Instinctively, he held her to him, stroking her hair, rocking gently with her. Nobody had cried for Elizabeth Pride or for Albert Walters. Only Mrs Spooner had cried for Andrew Darblay. Now, with Alison Thorn it was different. He hadn’t known the woman, yet he felt an iron lump in his throat. He felt the world would cry for Alison Thorn.
12
‘Martin,’ DCI Hall was cradling a coffee cup. The lights in the Tottingleigh Incident Room weren’t burning blue, but they were radiating into another long, dark winter’s night. ‘Alison Thorn’s flat.’
‘We’ve found twelve sets of prints, guv,’ Stone told the waiting team as part of the day’s recap. ‘Hers, of course, a friend from the floor below, a Mrs Whitemoor who was a colleague – others we’re still checking.’
‘Men friends?’
‘None known. At least, not recently. Her address book has six assorted males other than her father. We’re checking them all out.’
‘How are the parents taking it?’ Hall asked.
Stone shrugged. ‘Old man’s pretty solid, considering.

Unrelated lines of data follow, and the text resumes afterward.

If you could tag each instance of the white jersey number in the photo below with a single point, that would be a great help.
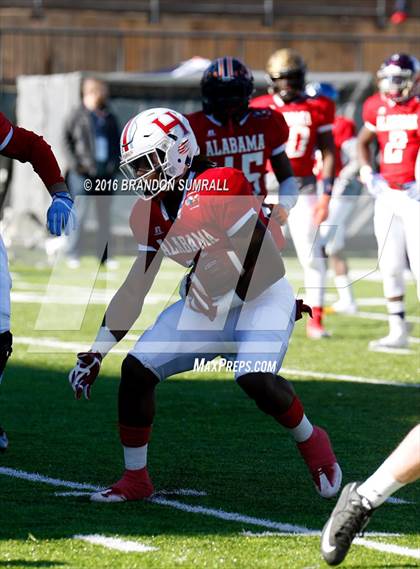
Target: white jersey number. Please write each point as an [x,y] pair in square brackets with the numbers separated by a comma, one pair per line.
[247,160]
[298,140]
[394,148]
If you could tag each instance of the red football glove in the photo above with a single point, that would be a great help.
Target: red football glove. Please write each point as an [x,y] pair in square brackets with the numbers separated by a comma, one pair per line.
[301,309]
[84,373]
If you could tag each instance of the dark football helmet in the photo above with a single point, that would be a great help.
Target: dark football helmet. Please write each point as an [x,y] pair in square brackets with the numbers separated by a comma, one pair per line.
[322,90]
[286,71]
[226,88]
[398,77]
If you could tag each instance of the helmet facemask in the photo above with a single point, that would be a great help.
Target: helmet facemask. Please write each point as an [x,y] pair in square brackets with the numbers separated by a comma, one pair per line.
[397,85]
[226,96]
[289,85]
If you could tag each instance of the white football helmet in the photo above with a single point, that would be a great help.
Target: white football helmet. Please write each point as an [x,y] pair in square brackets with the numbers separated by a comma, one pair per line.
[157,140]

Mother’s a basket case, on sedatives.’
‘It’s not every day someone poisons your daughter, then slits her throat.’
‘That’s a post mortem injury, guv,’ Kevin Brand said, leaning forward in the hideously uncomfortable seat that had numbed his bum all day.
Hall nodded.
‘So, what are we saying?’
‘We’re saying that whoever administered the poison either stuck around to watch it take effect or came back later. Why, I don’t know. Who’s got anything on the neighbours?’
Jacquie Carpenter had. ‘There was somebody calling door to door on the day in question. Bears some looking at.’
‘Any specific reason?’ Hall asked.
‘Well, according to the two neighbours who saw him, he had a collecting box in hand – Barnardo’s, they thought.’